The girl pulls down the same top the high schooler was wearing after jumping a little to reach the hanger. It’s blue with little printed white daisies.
She brings it into the fitting room and tries it on. The fabric stretches and the white daisies aren’t so little anymore. While it curved in gracefully on the high schooler, it sits stocky on the girl.
She takes it off in a blind rush and puts her old crop top back on. She feels like a phony.
She wanders around the mall for a while and goes back to her bike.
On the driveway she stops still. Those are her friends. Linda, Annie, Xian Ai. They’re eating frozen yogurt.
A little bit of Annie’s spills on the ground and they laugh.
They had said they were too busy studying.
They turn the corner and don’t notice the girl they’d left behind.
The girl rushes back to her bike in a world gone vertigo.
She pedals back to her home with her heart racing.
Her bike catches on a pebble and she tips over.
The bicycle falls heavy and jagged on her left leg.
The gravel scrapes her knee and leaves black, dirty smudges on her hands.

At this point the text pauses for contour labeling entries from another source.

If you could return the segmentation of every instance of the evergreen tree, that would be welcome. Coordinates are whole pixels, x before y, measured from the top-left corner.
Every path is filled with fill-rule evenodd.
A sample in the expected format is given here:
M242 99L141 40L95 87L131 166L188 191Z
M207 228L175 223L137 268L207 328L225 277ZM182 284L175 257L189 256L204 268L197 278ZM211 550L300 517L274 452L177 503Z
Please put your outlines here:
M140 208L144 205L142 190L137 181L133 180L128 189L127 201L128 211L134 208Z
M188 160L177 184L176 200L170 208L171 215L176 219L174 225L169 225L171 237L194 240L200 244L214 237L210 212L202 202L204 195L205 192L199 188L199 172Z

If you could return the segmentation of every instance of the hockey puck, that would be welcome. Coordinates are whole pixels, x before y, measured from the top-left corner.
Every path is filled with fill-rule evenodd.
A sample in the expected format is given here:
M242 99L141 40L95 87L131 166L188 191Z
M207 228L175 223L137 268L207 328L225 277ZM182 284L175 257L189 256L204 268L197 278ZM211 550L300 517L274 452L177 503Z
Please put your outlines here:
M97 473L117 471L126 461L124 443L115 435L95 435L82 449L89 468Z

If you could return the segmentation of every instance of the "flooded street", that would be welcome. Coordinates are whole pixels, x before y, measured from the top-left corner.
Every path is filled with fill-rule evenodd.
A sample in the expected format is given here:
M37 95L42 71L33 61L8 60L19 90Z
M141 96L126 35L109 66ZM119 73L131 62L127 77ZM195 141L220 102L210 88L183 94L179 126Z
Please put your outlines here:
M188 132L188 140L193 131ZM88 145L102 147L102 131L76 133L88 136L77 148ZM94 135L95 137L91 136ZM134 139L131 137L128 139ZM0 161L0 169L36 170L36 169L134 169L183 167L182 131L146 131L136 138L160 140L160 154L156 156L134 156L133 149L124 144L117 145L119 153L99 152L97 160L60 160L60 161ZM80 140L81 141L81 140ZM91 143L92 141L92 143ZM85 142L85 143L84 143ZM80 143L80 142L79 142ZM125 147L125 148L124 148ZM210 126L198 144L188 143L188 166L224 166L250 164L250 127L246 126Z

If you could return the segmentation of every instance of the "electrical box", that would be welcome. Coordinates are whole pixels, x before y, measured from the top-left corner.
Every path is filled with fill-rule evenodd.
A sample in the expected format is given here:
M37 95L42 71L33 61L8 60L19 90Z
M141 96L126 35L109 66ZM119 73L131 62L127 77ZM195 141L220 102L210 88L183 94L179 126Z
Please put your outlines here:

She’s bleeding on her right knee.
The pain is piercing.
Her breath is staggered and she sits there on the ground for a while.
She pulls herself up. Her leg aches. She doesn’t want to pedal anymore.
She limps home.
It’s twenty minutes longer than typical when she makes it to her house’s front steps. She opens the screen door. She hears the news playing from her mother’s bedroom.
The mascara on her face is smudged like a racoon, but she doesn’t know that.
She clips her bike in and opens the door.
She’s greeted by her mother’s rose diffuser and the dusk sky filtering in through the window. It casts blue undertones on the honeydew walls and silvery hues on the old shaggy carpet.
Her mother looks at her through similarly red rimmed eyes. She’s in a loose tee from the girl’s fourth grade sports day.
The news anchor on the TV keeps talking. Someone across the world was rescued from a ditch. He would have suffocated otherwise.
The girl clambers into her mother’s bed the way she used to after a nightmare, plodding down the halls in nervous, tiny steps.
The blood has dried by then. A scab’s beginning to form on her knee.
The girl’s eyes are fixed and trembling and sad.
Her mother’s eyes are steady and warm and pained.
Her mother sighs. The bed creaks under the shifting of weight. She makes room.
She always makes room.
The girl pulls the comforter over her head, submerging herself in silence. It’s too warm underneath.
The mother watches.
The comforters come back down.
The mother places a tentative hand on her daughter’s head. Her thumb sways back and forth like a metronome on the girl’s tangled hair.
Small streams glide down the girl’s cheeks.
“Ma,” says the girl.
She places her head on her mother’s blouse, the way she did at five years old with a stuffy nose and a sleepy tantrum.
She feels her mother’s breathing rise and fall in the cavity of her chest, like the rocking of an ocean.